尚、上記実施形態では、連結リブ42の先端縁に補強壁部41が連結されているが、例えば、連結リブ42の先端縁よりも若干ベース壁部31側の位置において補強壁部41が連結されるように構成することも可能である。但し、連結リブ42の先端縁の保護や、スライド型51、52が細くなることを防止する等の観点からすると、連結リブ42の先端縁に補強壁部41が設けられている方が望ましい。
(e)上記第1実施形態における筒状部47の断面形状は特に限定されるものではない。例えば、互いに対向するベース壁部31の外面と、補強壁部41の内面とは必ずしも平行して延びていなくてもよい。さらに、上記第1実施形態では、補強壁部41とベース壁部31とが4本の補強リブ32によって連結されているが、特に当該構成に限定されるものではなく、例えば、3本以下(1本でも可)又は5本以上の補強リブ32によって連結されていることとしてもよいし、補強壁部41とベース壁部31とが、左右方向(短辺側側壁部13の横幅方向)に延びる横リブによって連結されることとしてもよい。
また、上記第1実施形態では、補強壁部41が設けられた位置についても、4本の連結リブ42の全てが補強リブ32を上下に跨いで上下に連続して延在しているが、例えば、横幅方向中間位置に対応する連結リブ42等を適宜省略してもよい。但し、短辺側側壁部13の変形防止対策として、補強壁部41全体を効果的に活用するためには、補強壁部41の両側辺部に連接する連結リブ42については設けることが望ましく、さらには、補強壁部41の横幅方向中間位置に対応する連結リブ42についても省略せずに設ける方が望ましい。尚、第1実施形態の筒状部47を小物入れとして活用できるように(例えば、ドライバー等を差入れて係止しておけるように)構成してもよい。
(f)上記第2、第3実施形態における突条部61の断面形状は特に限定されるものではない。例えば、補強壁部41のように連結リブ42とは延出角度の異なる壁部を省略し、一対の連結リブ42を互いに近接するようにして斜めに突出させて直接連接させたような断面略三角状に構成してもよい。この場合、内リブ73や外リブ71を設けなくても、突条部61の強度を比較的高められる上(勿論内リブ73や外リブ71を設ければより強くなる)、上記第3実施形態のように短辺側側壁部13同士を上下に重ねた場合に、上側の短辺側側壁部13の突条部61を下側の短辺側側壁部13の突条部61の内側に進入させることもできる。

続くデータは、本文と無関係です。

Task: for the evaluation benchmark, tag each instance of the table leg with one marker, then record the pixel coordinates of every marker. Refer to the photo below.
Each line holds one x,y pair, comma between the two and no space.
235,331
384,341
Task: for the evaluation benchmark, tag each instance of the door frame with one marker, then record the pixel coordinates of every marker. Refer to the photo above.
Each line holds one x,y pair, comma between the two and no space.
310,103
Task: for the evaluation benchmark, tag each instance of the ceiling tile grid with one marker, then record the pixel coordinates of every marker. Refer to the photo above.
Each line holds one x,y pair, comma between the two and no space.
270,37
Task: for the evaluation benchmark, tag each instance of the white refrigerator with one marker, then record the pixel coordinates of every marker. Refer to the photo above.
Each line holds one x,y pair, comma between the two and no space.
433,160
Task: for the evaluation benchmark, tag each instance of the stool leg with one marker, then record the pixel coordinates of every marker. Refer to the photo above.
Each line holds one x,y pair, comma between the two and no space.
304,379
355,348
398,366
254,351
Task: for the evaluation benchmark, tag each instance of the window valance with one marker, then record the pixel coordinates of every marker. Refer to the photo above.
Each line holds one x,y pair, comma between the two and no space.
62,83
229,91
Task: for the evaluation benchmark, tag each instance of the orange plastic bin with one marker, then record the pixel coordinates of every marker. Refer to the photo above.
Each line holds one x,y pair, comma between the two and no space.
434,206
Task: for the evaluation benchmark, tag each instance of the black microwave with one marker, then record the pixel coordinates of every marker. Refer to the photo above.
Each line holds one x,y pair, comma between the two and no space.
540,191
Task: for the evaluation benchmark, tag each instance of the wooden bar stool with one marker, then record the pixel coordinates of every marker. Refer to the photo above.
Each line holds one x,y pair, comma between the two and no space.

また、上記第2、第3実施形態において、切欠き部63は突条部61の長手方向全域にわたって形成されていなくてもよく、少なくとも折畳み容器1が折り畳まれる場合に、上側に重なる短辺側側壁部13の突条部61と重なり得る部位に形成されていればよい。
(g)上記実施形態では、折畳み容器1はポリプロピレンにより構成されているが、ポリエチレン、PET、ポリアミド等その他の樹脂材料により構成されることとしてもよい。